The Curious Case of the Uninterruptible Sleep

Tagged as lisp
Written on 2018-07-09 16:16:37

Let me tell you about one particular annoying issue I came across when using a GC-ed environment. No, not Python, though I'm almost definitely sure it will have the same issue. No, it's of course Common Lisp, in this case CCL and SBCL in particular, both of which have a stop-the-world GC (as far as I know there are no knobs to change the behaviour outside of what I'll describe below).

Now, do you also remember these things called HDDs? Turns out that one of my external hard drives likes to shut itself down after a while. You can hear that very well. However, since the drive is still mounted, accessing (uncached) parts of the filesystem will trigger a wake event. But getting the platters up to speed again takes a lot of time, so in between what happens?

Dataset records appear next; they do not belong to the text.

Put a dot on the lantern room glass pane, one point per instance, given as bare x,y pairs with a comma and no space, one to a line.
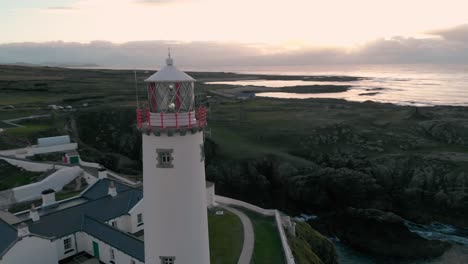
171,97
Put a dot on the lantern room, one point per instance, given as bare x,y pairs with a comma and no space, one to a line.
171,101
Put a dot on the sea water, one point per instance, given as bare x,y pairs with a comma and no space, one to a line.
419,85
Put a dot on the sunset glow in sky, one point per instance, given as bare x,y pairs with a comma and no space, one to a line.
289,24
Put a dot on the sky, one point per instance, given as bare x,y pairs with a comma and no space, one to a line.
126,32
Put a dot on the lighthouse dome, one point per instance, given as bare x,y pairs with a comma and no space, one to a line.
170,74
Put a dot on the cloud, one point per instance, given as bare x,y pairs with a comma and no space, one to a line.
449,49
60,8
158,2
458,34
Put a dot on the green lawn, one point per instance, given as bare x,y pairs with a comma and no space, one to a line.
268,249
27,130
226,237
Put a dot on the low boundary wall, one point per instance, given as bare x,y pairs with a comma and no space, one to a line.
269,212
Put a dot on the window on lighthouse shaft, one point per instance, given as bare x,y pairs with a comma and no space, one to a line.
164,158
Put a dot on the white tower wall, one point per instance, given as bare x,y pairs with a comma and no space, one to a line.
175,210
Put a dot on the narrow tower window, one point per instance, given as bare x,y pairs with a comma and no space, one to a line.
167,260
202,152
164,158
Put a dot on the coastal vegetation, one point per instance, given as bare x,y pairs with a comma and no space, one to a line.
226,237
320,156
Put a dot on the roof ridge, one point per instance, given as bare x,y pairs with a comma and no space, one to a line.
111,227
88,201
9,225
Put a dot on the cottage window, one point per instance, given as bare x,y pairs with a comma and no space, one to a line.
167,260
140,218
67,244
164,158
202,152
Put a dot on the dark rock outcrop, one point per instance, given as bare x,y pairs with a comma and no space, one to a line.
380,233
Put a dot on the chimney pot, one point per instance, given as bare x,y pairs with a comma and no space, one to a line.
112,189
23,230
34,214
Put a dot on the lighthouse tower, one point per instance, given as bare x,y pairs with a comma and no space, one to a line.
175,212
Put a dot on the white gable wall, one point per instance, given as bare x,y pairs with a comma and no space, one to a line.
61,253
134,225
85,243
123,223
31,249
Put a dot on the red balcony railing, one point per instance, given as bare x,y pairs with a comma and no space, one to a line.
160,121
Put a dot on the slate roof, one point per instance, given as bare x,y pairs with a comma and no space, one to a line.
94,208
69,220
100,189
8,236
115,238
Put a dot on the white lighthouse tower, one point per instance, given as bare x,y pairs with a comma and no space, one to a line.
175,212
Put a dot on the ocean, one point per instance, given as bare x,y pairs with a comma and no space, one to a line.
418,85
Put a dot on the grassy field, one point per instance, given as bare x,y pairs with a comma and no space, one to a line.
267,249
226,237
12,176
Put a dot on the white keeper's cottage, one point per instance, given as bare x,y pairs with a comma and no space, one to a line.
110,221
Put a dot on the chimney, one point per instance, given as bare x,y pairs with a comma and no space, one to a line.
112,189
34,214
23,230
102,173
48,197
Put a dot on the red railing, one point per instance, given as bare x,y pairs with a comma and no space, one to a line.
148,120
139,118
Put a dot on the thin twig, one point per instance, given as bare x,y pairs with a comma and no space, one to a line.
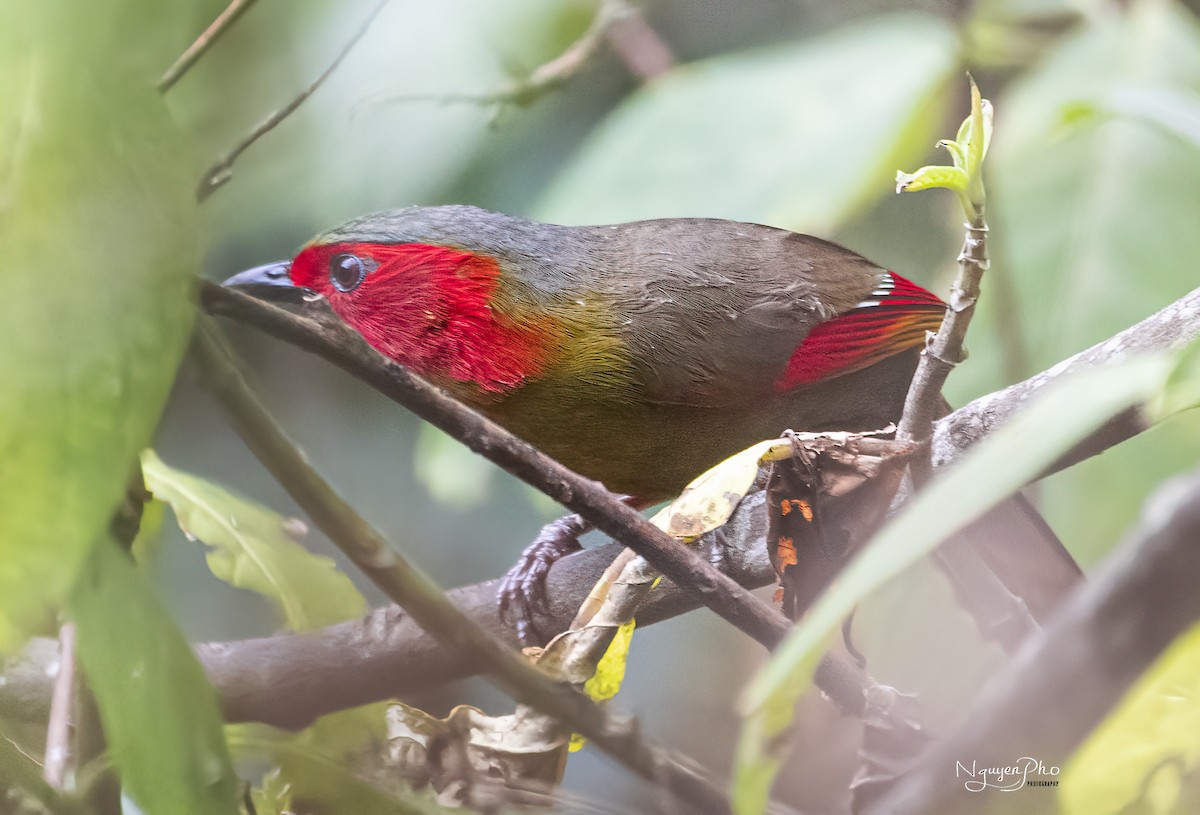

Exactly, uninterruptible sleep for the process in question. It's one of the few possibilities where that process state can happen and if it was without the specifics of the GC involved it would just block one thread while the rest, in particular the GUI thread, would keep moving.

In this particular instance though, the GUI would work for a moment and then freeze until the drive finally responded with the requested data.

Now why is that?

Turns out the GC asks each (runtime) thread to block for the GC run. This is done via signals. Except one thread won't respond to signals since it's ... sleeping. Uninterruptibly.

Great.

Suggested options include spawning a separate process and wait for I/O (which I'd rather not do, since it'd mean doing that for every single library call that might operate with e.g. files, which is basically a lot. It just seems there's no good way to deal with this except in changing the runtime and dealing with the fact that the GC might not be able to reach all threads.

I looked a bit at the CCL runtime and it seems if we promise not to do anything bad with regards to the GC, we might be able to work around it by setting a new flag on a per-thread level that excludes it from the GC waiting loop. We'd only do this around potentially problematic FFI calls, but also around known internal system calls. When returning from the foreign land we'd also need to "catch up" with the GC, potentially blocking until the current run is done (if there is one). But that's solvable, with a little bit more overhead for FFI calls. I believe that's worth it.

Since I'm all around not familiar with either the CCL or SBCL code bases I suspect that even the generalisation of doing this for all FFI would be tenable, in which case the pesky annotations would cease to be necessary, fixing the issue without having to manually adjust anything on the developer's side.

Lastly, if I knew the right terms I'm sure there are solutions for this in either GHC or Erlang, except that I wouldn't really know what to search for.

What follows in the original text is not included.